The EU has the same problem in negotiating with Iran that we have in negotiating with China. A strong negotiating position requires that you be willing to withhold something that your trading partner actually wants. In the case of our negotations with China, we won’t withhold trade. The Chinese are confident we won’t withhold trade (and their hand gets stronger with every Treasury Bond they hold). And as long as that’s true we can’t make much headway in negotiating with them in other areas that are interesting to us including human rights, nuclear proliferation, and their support for the North Korean regime.

Similarly the EU (along with China and Japan) won’t stop buying Iranian oil. And the mullahs know that.
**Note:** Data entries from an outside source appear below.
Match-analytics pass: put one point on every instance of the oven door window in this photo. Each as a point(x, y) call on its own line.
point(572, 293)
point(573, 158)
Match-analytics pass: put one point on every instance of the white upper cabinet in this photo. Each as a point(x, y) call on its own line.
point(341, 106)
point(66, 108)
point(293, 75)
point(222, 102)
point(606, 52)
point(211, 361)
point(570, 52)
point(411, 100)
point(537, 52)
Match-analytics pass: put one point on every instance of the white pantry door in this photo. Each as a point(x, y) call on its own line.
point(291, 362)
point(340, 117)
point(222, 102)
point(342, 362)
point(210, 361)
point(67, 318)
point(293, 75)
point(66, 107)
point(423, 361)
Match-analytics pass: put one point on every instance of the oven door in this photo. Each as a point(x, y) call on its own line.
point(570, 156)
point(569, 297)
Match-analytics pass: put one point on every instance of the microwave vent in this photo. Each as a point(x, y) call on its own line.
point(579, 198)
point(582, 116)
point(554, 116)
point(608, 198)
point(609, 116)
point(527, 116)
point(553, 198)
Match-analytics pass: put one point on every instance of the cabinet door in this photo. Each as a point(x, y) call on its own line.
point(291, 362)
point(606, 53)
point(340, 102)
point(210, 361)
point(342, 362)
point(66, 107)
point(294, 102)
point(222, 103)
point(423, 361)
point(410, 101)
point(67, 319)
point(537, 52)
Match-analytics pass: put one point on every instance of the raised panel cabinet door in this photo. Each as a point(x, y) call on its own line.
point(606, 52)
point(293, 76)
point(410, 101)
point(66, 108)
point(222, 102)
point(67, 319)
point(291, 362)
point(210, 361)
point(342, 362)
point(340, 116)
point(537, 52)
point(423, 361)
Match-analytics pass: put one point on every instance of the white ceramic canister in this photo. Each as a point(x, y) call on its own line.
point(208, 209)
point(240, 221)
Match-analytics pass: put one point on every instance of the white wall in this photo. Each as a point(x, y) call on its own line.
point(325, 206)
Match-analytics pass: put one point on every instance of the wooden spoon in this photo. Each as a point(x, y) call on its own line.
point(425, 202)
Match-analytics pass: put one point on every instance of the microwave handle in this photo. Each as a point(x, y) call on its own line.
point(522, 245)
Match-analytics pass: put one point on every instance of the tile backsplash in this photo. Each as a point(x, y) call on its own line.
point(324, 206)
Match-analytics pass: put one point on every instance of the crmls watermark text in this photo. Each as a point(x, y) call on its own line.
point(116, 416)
And as long as that’s true no negotiations with the mullahs will make much headway on human rights, their nuclear development projects, or their aid for terrorists (inside Iraq and elsewhere).

Still, I think that an actual hot war with Iran would be imprudent and that there are actions short of an actual shootin’ war that I would hope are being discussed at least privately.

As a brief aside I don’t believe in private diplomacy. I believe that it strengthens the positions of elites in countries engaging in it. And, as both a good democrat and a good republican (note the lower case), I oppose such strengthening. Do we really need to strengthen the positions of the State Department here or the mullahs in Iran or the Central Committee in China? Additionally, just as centralized control of the economy conceals market information from the commissars that they need to manage the economy efficiently, private diplomacy conceals information about the true state of foreign affairs that the electorate needs to make prudent judgments in voting. But back to the matter at hand.

One such contingency is blockade. It is absolutely within our power to blockade Iran. And it wouldn’t take resources away from Iraq that are needed to keep the situation there under control. It would make the EU, China, and Japan very, very unhappy. The Russians would be publicly highly critical but privately rubbing their hands with glee: it would put them in the catbird seat as an oil-selling power.

But those considerations shouldn’t distract us from the critical question: can we live with a nuclear-armed mullahocracy in Iran?